More than 435 Cyanweb customer accounts forced offline

An Australian web and IT provider has been hit with a “worst case scenario,” after a cyber-attack on its hosting server resulted in a continued disruption of services and obliteration of nearly all its client data.

Cyanweb Solutions, a Perth-based company with only three full-time staff members, announced the data breach earlier this month with a colourful post on its homepage.

More than 435 customers had their websites taken offline, and the company estimates
that only 12% of customer data survived the attack, where assailants were able to gain administrative privileges and then inject a “seek and destroy payload.”

Unauthorized access on Cyanweb’s cPanel web hosting sever, where all client data was stored, was initially gained through a distributed denial-of-service (DDoS) attack.

Cyanweb said: “A professional hacking group attacked, infiltrated the server and destroyed all data, including all available backup data.

“We highly suspect this was a professional hit, as at the time of the infiltration the server was being ‘overloaded’ (DDoS) by a highly suspicious range of sequential Swiss server IP addresses. Some Swiss servers are like Swiss bank accounts and are sometimes used by professional criminals / well-funded cyber terrorist groups.”

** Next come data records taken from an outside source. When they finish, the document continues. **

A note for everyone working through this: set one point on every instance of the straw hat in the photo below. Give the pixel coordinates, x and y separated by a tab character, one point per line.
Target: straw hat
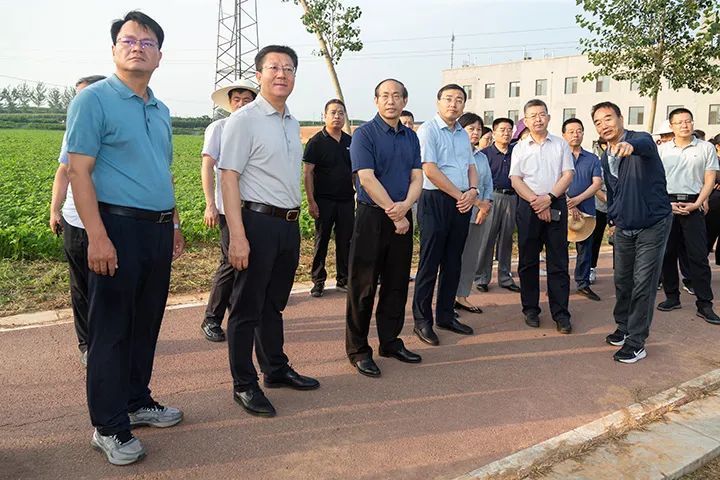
220	98
580	229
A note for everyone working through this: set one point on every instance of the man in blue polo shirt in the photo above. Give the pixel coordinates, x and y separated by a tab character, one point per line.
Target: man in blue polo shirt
120	150
581	199
386	157
450	189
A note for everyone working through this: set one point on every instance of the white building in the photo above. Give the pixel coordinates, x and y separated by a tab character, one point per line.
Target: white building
501	90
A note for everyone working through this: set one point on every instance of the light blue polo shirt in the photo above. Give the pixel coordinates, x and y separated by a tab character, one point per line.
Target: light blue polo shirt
131	141
449	149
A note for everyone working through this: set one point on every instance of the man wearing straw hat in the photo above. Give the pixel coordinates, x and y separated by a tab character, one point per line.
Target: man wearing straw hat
230	98
581	204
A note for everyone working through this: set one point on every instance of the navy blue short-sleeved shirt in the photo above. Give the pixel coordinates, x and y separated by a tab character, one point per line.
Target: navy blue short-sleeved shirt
391	154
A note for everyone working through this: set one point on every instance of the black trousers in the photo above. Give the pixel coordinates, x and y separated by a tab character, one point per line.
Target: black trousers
443	230
124	320
598	235
75	246
533	234
376	250
341	216
219	298
688	230
260	294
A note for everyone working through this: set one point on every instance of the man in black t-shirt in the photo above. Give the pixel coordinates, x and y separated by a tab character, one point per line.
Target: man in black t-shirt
330	195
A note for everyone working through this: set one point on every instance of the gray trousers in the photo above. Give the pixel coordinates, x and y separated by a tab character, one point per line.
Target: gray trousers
500	226
638	262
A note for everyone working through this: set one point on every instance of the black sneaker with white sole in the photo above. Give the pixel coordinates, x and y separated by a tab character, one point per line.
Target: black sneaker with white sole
629	354
616	338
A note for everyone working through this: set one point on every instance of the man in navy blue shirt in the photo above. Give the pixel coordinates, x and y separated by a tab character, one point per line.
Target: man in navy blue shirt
639	209
385	156
581	199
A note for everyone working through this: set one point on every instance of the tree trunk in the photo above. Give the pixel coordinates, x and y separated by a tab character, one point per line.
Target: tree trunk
331	68
653	110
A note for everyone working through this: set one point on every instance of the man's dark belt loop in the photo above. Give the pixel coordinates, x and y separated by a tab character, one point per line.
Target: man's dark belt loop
137	213
287	214
682	197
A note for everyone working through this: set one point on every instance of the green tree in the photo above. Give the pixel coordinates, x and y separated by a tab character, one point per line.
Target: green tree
647	41
333	25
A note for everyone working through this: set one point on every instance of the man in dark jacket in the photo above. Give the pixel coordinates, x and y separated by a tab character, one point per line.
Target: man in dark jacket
639	209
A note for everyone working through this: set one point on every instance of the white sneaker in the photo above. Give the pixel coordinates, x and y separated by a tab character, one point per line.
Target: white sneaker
120	449
156	416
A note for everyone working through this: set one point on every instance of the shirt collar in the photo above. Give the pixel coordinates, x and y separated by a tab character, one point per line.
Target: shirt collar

Cyanweb did not immediately reply to The Daily Swig’s request for comment on whether it had contacted law enforcement and was working with the appropriate authorities to identify the culprits behind a clear targeted attack on its infrastructure.

Upon learning of the intrusion, Cyanweb immediately shut off its server, but was left with no way to contact its clients as all email addresses were destroyed – however there is no evidence of any data having been stolen.

The company remains in “crisis mode,” according to a recording currently playing on the its main phone line, which also pleads for patience as Cyanweb’s small team works at getting its customers back in business.

“If your website was not developed by Cyanweb, you should go back to your original web developer to see if they can get your website back online,” it said.

“Or if you were managing your own website, and any content, you may have taken the opportunity to make a backup download of your website, or if you had access to your hosting account, your IT may have a backup there. But we are finding that most people didn’t have a backup plan. While we did have backups, they were unfortunately destroyed.”

It added: “We don’t have ETAs on individual sites, we’re working through them as best as we can.”

Seek Security Products was one of the Cyanweb clients affected.

“They rectified it as quick as they could, I thought they did a marvellous job,” a representative from Seek Security Products told The Daily Swig.

“It was a bad situation, obviously. We lost our website and our email facility, but they worked on it fairly quickly and we were fortunate that we had backup anyway, so we weren’t as affected as much as other people may have been.”

It is believed that Cyanweb did not have any offsite backups in place. The company is currently doing a security audit of all its servers and adding additional backups.